いきなりこんな事を言われても、まず信じないし言う通りにしない。
7歳でもう両親と会うな、はさすがにキツイだろう。
 
だが、予想外の言葉が返ってきた。
 
 
 
「わかった。俺、もう家には戻らない。1人で別の所に行く」
 
「……出来るかぁ?」
 
「だって俺もうおっきいもん。大丈夫だもん。
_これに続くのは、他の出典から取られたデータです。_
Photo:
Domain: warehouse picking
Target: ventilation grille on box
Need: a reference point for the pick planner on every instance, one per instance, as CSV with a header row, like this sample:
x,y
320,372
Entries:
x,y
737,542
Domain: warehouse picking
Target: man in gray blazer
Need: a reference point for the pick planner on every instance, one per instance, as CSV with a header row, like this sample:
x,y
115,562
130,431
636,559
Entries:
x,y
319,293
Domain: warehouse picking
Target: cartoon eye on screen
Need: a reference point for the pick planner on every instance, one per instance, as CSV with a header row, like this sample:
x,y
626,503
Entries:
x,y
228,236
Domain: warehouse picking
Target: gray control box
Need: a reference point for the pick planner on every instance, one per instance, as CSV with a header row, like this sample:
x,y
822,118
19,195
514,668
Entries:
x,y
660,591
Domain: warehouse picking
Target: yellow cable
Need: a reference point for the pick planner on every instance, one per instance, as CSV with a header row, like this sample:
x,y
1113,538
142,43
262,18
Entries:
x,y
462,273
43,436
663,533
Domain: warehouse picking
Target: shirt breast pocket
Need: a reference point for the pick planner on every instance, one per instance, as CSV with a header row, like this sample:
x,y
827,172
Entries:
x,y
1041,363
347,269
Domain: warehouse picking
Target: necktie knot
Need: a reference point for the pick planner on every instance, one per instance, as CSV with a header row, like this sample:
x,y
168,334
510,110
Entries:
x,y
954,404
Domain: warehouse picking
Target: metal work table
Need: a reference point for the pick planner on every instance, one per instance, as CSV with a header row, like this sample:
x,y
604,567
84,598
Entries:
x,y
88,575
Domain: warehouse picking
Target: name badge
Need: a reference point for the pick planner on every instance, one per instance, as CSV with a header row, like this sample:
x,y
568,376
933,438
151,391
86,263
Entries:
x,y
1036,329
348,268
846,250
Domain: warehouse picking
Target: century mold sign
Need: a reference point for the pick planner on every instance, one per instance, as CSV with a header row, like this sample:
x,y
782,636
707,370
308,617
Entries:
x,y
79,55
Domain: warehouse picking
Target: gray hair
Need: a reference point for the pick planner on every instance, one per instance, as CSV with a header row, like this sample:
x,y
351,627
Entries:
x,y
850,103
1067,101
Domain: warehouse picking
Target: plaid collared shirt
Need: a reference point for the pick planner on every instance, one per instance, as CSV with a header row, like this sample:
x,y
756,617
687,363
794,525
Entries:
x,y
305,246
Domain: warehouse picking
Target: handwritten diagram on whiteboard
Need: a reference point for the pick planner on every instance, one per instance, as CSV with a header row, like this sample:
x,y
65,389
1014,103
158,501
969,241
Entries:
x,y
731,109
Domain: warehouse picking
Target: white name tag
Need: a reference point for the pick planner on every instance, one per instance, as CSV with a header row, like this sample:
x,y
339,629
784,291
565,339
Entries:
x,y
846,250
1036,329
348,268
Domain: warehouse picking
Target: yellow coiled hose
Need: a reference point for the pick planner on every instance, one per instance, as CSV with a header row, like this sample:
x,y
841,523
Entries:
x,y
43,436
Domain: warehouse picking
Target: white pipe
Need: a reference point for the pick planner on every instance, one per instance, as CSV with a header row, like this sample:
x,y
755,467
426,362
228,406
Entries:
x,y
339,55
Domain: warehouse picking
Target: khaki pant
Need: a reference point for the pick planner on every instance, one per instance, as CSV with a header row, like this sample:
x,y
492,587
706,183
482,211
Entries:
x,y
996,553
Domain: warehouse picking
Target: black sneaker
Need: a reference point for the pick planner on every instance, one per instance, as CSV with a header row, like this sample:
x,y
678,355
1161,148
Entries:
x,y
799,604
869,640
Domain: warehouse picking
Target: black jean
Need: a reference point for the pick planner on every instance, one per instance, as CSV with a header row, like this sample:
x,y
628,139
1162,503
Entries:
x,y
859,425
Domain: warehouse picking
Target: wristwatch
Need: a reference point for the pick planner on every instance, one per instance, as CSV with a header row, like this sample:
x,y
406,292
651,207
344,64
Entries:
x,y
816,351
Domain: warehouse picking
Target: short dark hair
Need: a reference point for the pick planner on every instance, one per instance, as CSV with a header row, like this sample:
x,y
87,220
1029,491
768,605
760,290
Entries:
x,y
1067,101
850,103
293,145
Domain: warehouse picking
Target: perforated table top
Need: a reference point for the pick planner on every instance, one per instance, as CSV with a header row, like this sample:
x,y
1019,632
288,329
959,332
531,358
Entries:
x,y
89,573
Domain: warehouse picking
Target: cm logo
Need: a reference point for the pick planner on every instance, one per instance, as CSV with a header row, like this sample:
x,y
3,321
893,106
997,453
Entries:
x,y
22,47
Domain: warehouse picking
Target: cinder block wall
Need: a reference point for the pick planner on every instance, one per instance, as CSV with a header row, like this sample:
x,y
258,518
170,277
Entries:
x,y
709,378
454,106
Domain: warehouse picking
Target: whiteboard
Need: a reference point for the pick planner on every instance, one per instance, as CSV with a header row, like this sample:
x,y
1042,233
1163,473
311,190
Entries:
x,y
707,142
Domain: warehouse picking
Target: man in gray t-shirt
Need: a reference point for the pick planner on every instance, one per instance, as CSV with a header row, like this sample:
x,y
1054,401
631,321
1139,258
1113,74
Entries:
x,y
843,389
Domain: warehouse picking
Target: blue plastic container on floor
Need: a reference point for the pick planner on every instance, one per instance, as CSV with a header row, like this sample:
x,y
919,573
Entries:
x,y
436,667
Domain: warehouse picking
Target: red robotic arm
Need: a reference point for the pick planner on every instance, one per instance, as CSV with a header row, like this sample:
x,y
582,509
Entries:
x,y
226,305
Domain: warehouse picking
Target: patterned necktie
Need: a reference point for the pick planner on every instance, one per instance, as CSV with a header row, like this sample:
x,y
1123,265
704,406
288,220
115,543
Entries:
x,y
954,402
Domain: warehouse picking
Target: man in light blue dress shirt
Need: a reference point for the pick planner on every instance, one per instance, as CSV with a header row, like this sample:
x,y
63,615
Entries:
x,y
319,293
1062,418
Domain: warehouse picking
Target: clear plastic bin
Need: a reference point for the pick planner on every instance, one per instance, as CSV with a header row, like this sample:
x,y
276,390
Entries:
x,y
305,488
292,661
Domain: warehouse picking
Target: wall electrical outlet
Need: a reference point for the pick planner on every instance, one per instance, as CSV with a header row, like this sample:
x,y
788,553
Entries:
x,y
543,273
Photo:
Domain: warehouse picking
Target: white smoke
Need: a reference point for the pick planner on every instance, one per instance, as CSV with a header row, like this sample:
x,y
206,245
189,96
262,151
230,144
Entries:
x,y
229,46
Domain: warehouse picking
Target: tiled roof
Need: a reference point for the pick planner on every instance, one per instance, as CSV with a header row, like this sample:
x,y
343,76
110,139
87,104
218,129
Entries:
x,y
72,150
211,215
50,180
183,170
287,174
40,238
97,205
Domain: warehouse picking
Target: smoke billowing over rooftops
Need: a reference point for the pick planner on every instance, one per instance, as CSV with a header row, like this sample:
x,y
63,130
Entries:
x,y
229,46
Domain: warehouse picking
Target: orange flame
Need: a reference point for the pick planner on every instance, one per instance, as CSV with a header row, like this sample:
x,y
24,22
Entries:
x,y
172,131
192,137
それより、お母さんやお父さんが危なくなる方が嫌だもん」
 
「綱吉……」
 
 
しっかりしている。
たかが7歳。
されど7歳。
すでに自分よりも守りたいものが出来ている。
その瞳は、先程の不安や恐怖の色ではなく、決意に満ちていた。
 
 
……これが、初代ボンゴレの血を受け継ぐ者、か。
 
 
きっと当主になれば立派に部下を、この土地を治めてくれるだろう。
だが、今スクアーロはザンザスに逆らえない。
せめてこの子供を逃がすという選択肢しかないのだ。
 
本人は気づいていないが、彼はすでにこの時点でザンザスより綱吉をとっていた。
 
 
 
 
スクアーロは綱吉の着ている服の端を剣でそっと斬ると、今度は自分の手のひらに浅い傷をつけ、そこから流れる血で服の切れ端を汚した。
偽装工作である。
 
それが済むと、綱吉に向き直った。
 
 
「じゃあ、元気でなぁ」
 
「あの…名前…」
 
「俺のかぁ?」
 
綱吉は頷く。
 

「スペルビ・スクアーロだぁ」
 
「スク、アーロ…」
 
「そぉだぁ」
 
「じゃあ…」
 
綱吉は先程摘んだ花をスクアーロに渡した。
 
「これを、家の先に置いてきてくれる?どうしても母さんにプレゼントしたかったんだ」
 
自分はもう、あそこには帰れないから。
 
 
 
「……わかった」
 
それを受け取ると、スクアーロは切なそうな顔で頷く。
 
 
 
「ありがとう、スクアーロ」
 
「……元気でなぁ」
 
「うんっ」
 
 
元気に返事をすると、綱吉は森の奥へ行ってしまった。
 
 
 
 
 
 
「…………」
 
 
見送る事しか出来ない自分が悔しかった。
 
 
 
 
 
 
スクアーロは沢田家に行き、そのドアの前に彼が必死で摘んだ綺麗な花をそっと置いた。
まだ誰も帰っていない。
 
もうここにとどまる気はなかった。
子供がいなくなって悲しみにくれる2人を見たくはなかった。
 
家光は確かに気に入らない。
だが、綱吉には幸せになってほしかった。
彼を見ていれば、この家庭がどんなに暖かいかわかる。
どんなに幸せだったか、わかる。
 
それを壊したのは自分。
 
 
こんなにやるせない気持ちになったのは初めてだった。
 
 
とりあえず、彼がちゃんと見つからないように逃げてくれればいい。
 
 
 
先程の服の切れ端を握り締め、スクアーロは城へ戻るのだった。
 
 
 
 
 
――――――――――――――――――――
逃がします。
でも持ち帰るのは血のついた服の切れ端。
あれ?スクアーロ別人?気にしない気にしない。